To discourage bicycles and scooters from using tramways, Nice is opting for a radical solution: installing a rough surface between the tracks. If the experiment proves successful, these anti-bike installations will expand over the coming months.

While bike users have a more favorable carbon footprint than motorists, when it comes to obeying traffic laws, they have nothing to teach anyone. In Nice and elsewhere, some of them do not hesitate to take the tram lanes, causing a significant number of accidents. Facing this problem, the municipality has decided to install anti-bike surfaces, which also target scooter users. These 5-meter-long installations are made of concrete tiles embedded with large pebbles, which are particularly uncomfortable to ride over on bikes or scooters.

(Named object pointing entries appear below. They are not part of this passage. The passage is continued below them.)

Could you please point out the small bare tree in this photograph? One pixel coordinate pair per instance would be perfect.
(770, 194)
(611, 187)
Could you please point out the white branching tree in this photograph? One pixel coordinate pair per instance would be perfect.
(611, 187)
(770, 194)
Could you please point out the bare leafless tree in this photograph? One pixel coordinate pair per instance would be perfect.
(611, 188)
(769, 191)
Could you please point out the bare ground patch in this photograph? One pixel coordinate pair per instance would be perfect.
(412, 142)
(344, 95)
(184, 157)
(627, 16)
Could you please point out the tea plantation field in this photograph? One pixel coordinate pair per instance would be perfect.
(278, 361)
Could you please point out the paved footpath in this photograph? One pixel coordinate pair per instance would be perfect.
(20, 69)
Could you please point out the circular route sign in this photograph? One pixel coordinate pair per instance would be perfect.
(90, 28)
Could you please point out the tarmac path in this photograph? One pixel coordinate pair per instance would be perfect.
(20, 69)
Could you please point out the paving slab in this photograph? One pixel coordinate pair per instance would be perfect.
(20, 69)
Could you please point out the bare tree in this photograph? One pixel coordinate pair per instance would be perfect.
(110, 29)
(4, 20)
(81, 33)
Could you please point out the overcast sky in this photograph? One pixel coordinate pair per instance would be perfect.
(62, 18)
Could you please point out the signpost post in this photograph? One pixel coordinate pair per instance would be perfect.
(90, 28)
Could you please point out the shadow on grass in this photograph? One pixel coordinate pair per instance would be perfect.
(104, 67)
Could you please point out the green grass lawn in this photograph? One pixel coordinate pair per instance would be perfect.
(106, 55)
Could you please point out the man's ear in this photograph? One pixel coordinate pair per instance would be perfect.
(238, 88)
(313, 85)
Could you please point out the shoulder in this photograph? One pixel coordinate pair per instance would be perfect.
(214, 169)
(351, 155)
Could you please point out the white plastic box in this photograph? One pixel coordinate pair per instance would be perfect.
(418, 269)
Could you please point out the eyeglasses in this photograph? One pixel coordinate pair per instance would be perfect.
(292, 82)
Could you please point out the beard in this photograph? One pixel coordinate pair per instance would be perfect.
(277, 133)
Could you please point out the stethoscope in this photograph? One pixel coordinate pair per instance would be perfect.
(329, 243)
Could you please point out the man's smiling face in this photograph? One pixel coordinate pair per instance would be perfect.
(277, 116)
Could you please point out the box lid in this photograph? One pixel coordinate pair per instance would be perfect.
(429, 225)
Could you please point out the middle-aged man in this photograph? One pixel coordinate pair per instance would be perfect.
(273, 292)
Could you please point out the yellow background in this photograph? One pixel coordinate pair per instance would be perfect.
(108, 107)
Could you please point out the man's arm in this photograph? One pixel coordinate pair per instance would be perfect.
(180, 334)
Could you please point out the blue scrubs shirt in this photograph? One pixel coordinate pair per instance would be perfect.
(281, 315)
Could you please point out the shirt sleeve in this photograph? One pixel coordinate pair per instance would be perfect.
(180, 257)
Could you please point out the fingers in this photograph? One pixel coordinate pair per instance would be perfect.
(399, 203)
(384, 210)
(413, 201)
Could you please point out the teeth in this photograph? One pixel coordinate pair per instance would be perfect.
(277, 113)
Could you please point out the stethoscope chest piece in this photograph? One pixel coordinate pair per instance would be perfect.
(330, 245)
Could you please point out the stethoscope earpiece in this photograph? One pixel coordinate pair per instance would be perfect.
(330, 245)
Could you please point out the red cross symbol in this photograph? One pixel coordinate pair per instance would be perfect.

“A thousand two-wheel vehicles without engines pass through this avenue every day. There are routes where no one should go; it’s individualism, selfishness,” criticized Gaël Nofri, president of Régie Lignes d’Azur, speaking to France Bleu. “Bikes on the tram axis have caused eight personal injuries and 24 service interruptions in a year. This penalizes thousands of users and results in lost revenue. We want to break this phenomenon.”

The city of Nice ready to repeat the experiment

Nice has started a three-month trial phase on two sections of avenue Jean Médecin. If the test is successful, these anti-bike installations will multiply throughout the city. According to Gaël Nofri, “the goal is to install 25 or 27 on avenue Jean Médecin, then in Gorbella and Place Masséna.”

The two sections on avenue Jean Médecin cost €70,000 out of the €700,000 budget allocated for the entire project.